The Study of Women’s Health Across the Nation (SWAN) found that the menopause transition (MT) led to accelerated gains in total body fat mass and simultaneous losses in total body lean mass, thereby contributing to women’s obesity risk (6). However, the question remains: “Does the MT also influence regional fat distribution?” It is plausible that the MT, and its corresponding alterations in sex steroid and gonadotropin levels, promotes a shift towards male-typical central obesity (7-9). While most human investigations of fat distribution and menopause support the hypothesis that the postmenopausal state is associated with greater amounts of central (android or visceral) fat (10-15), data emanate from cross-sectional reports (10, 11, 14, 15) or small longitudinal studies with short follow-up periods and few, observed transitions from premenopause to postmenopause (12, 13, 16). Larger, longer term, longitudinal studies such as SWAN can address this knowledge gap.

Therefore, the overarching goal of this analysis is to determine whether the MT influences regional (android, gynoid, and visceral) fat distribution and anthropometric measures (waist and hip circumferences). Using longitudinal data from the Los Angeles and Boston Sites of SWAN, we examine these outcomes in relation to the number of years before or after the final menstrual period (FMP). The premise underlying this analytic approach is that trajectories of MT-related characteristics will change abruptly before the date of the FMP and/or will slow down after it, thereby supporting a relation between the MT and that phenotype (6, 17).

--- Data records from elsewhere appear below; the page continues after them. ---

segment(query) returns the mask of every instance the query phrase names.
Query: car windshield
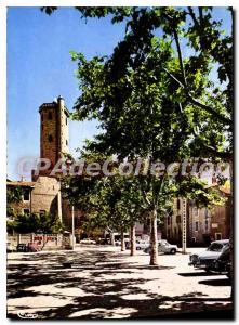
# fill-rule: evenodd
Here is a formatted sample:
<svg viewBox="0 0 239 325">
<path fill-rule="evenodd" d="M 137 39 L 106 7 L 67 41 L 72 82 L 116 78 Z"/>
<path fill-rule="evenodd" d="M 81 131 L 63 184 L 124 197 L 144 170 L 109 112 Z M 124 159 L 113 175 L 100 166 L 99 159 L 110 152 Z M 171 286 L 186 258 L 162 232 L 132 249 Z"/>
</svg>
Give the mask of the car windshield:
<svg viewBox="0 0 239 325">
<path fill-rule="evenodd" d="M 209 251 L 221 251 L 223 249 L 223 244 L 212 243 L 207 250 Z"/>
</svg>

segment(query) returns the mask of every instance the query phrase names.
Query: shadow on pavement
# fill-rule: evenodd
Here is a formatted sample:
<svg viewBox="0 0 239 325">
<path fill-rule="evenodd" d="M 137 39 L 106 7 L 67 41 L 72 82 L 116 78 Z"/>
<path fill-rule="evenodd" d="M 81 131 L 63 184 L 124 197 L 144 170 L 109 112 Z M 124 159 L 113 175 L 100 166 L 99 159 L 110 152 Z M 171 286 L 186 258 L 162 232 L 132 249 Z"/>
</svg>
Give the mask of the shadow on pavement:
<svg viewBox="0 0 239 325">
<path fill-rule="evenodd" d="M 138 265 L 125 262 L 125 256 L 119 252 L 92 250 L 83 251 L 82 255 L 79 252 L 68 255 L 68 258 L 78 262 L 80 266 L 67 270 L 61 264 L 61 259 L 66 257 L 64 253 L 36 253 L 24 259 L 16 257 L 15 261 L 18 264 L 9 264 L 8 316 L 10 318 L 18 318 L 16 315 L 18 310 L 30 312 L 26 301 L 30 303 L 31 297 L 37 297 L 41 301 L 42 304 L 36 309 L 38 317 L 43 320 L 123 317 L 197 320 L 198 311 L 201 316 L 211 313 L 215 316 L 213 318 L 217 320 L 218 311 L 222 312 L 222 309 L 227 314 L 227 320 L 233 317 L 231 302 L 225 298 L 210 298 L 200 291 L 172 297 L 164 295 L 160 287 L 157 294 L 150 292 L 147 283 L 156 278 L 151 276 L 148 280 L 141 271 L 158 270 L 160 274 L 161 270 L 172 269 L 171 266 Z M 180 273 L 182 276 L 191 276 L 188 274 L 192 273 Z M 131 275 L 134 277 L 132 278 Z M 194 273 L 194 276 L 200 275 Z M 207 283 L 210 281 L 201 283 L 210 285 Z M 224 278 L 223 281 L 225 283 Z M 24 298 L 29 299 L 24 300 Z M 56 302 L 49 307 L 48 299 Z"/>
<path fill-rule="evenodd" d="M 229 278 L 213 278 L 213 280 L 203 280 L 199 281 L 199 284 L 207 286 L 230 286 Z"/>
</svg>

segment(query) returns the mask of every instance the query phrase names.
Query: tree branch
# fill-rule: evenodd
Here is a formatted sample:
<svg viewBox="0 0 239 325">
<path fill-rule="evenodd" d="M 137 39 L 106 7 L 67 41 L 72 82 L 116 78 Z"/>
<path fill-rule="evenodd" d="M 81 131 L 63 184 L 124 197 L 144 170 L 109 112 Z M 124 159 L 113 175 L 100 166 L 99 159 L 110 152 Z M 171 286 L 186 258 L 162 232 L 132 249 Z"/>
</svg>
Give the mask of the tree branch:
<svg viewBox="0 0 239 325">
<path fill-rule="evenodd" d="M 167 68 L 162 68 L 164 72 L 167 72 L 168 73 L 168 75 L 172 78 L 172 79 L 174 79 L 181 87 L 183 87 L 184 89 L 185 89 L 185 95 L 186 95 L 186 98 L 188 99 L 188 101 L 191 103 L 191 104 L 194 104 L 194 105 L 196 105 L 196 106 L 198 106 L 198 107 L 200 107 L 200 108 L 202 108 L 202 109 L 204 109 L 205 112 L 208 112 L 209 114 L 211 114 L 211 115 L 214 115 L 214 117 L 216 117 L 218 120 L 221 120 L 222 122 L 224 122 L 224 123 L 226 123 L 227 126 L 230 126 L 231 125 L 231 120 L 229 119 L 229 118 L 227 118 L 227 117 L 225 117 L 225 116 L 223 116 L 222 114 L 220 114 L 218 112 L 216 112 L 213 107 L 211 107 L 211 106 L 209 106 L 209 105 L 205 105 L 205 104 L 202 104 L 202 103 L 200 103 L 199 101 L 197 101 L 196 99 L 194 99 L 190 94 L 189 94 L 189 92 L 188 92 L 188 89 L 187 89 L 187 87 L 185 87 L 185 84 L 183 84 L 172 73 L 170 73 Z"/>
</svg>

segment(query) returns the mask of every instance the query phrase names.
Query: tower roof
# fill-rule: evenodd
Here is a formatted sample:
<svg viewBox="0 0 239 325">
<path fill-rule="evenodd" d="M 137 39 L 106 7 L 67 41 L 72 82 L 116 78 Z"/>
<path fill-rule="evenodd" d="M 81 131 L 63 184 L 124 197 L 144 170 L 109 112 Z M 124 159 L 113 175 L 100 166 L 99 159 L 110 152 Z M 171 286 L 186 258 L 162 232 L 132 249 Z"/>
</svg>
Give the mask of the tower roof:
<svg viewBox="0 0 239 325">
<path fill-rule="evenodd" d="M 58 99 L 63 99 L 62 96 L 58 96 Z M 39 107 L 39 113 L 41 113 L 42 109 L 44 108 L 55 108 L 58 106 L 58 103 L 57 102 L 52 102 L 52 103 L 43 103 L 41 104 L 41 106 Z M 69 117 L 69 110 L 68 108 L 66 107 L 66 105 L 64 104 L 64 110 L 65 110 L 65 114 L 67 117 Z"/>
</svg>

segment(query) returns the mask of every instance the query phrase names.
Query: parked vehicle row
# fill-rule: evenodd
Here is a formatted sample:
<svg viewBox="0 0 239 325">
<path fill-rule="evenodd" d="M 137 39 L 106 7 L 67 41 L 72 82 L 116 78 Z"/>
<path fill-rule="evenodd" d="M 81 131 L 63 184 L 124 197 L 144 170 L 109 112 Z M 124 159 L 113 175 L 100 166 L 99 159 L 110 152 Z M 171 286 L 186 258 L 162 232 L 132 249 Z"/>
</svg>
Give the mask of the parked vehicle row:
<svg viewBox="0 0 239 325">
<path fill-rule="evenodd" d="M 11 243 L 6 244 L 6 252 L 14 252 L 14 251 L 36 252 L 39 250 L 41 250 L 41 247 L 37 243 L 27 243 L 27 244 L 21 243 L 21 244 L 17 244 L 17 246 L 15 246 Z"/>
</svg>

We aim to describe (if present): 1) the timing of onset and offset of accelerated increases or decreases in regional fat distribution (visceral, android, and gynoid) and anthropometric measures (waist and hip circumferences) in relation to the date of the FMP; 2) if accelerated gains or losses are found, to quantify the rate and amount of each during the interval spanning 5 years before to 7 years after the FMP; and 3) whether the starting levels of each outcome, race/ethnicity, or age at FMP influence rates of change in each of the outcomes.

Material and Methods

Study sample

SWAN is a multi-site, community-based, longitudinal cohort study, which had the following baseline eligibility criteria: aged between 42 and 52 years, intact uterus and ≥1 intact ovary, not using HT, ≥1 menses in the 3 months prior to screening, and self-identification with one of 5 eligible ethnic/racial groups (18). Seven SWAN clinical sites enrolled 3302 participants, 5 sites measured whole body composition (N = 2349). Initial visits occurred in 1996-1997 and follow-up visits began in 1998. The current analysis extends through the 13^th follow-up visit, which finished in 2013.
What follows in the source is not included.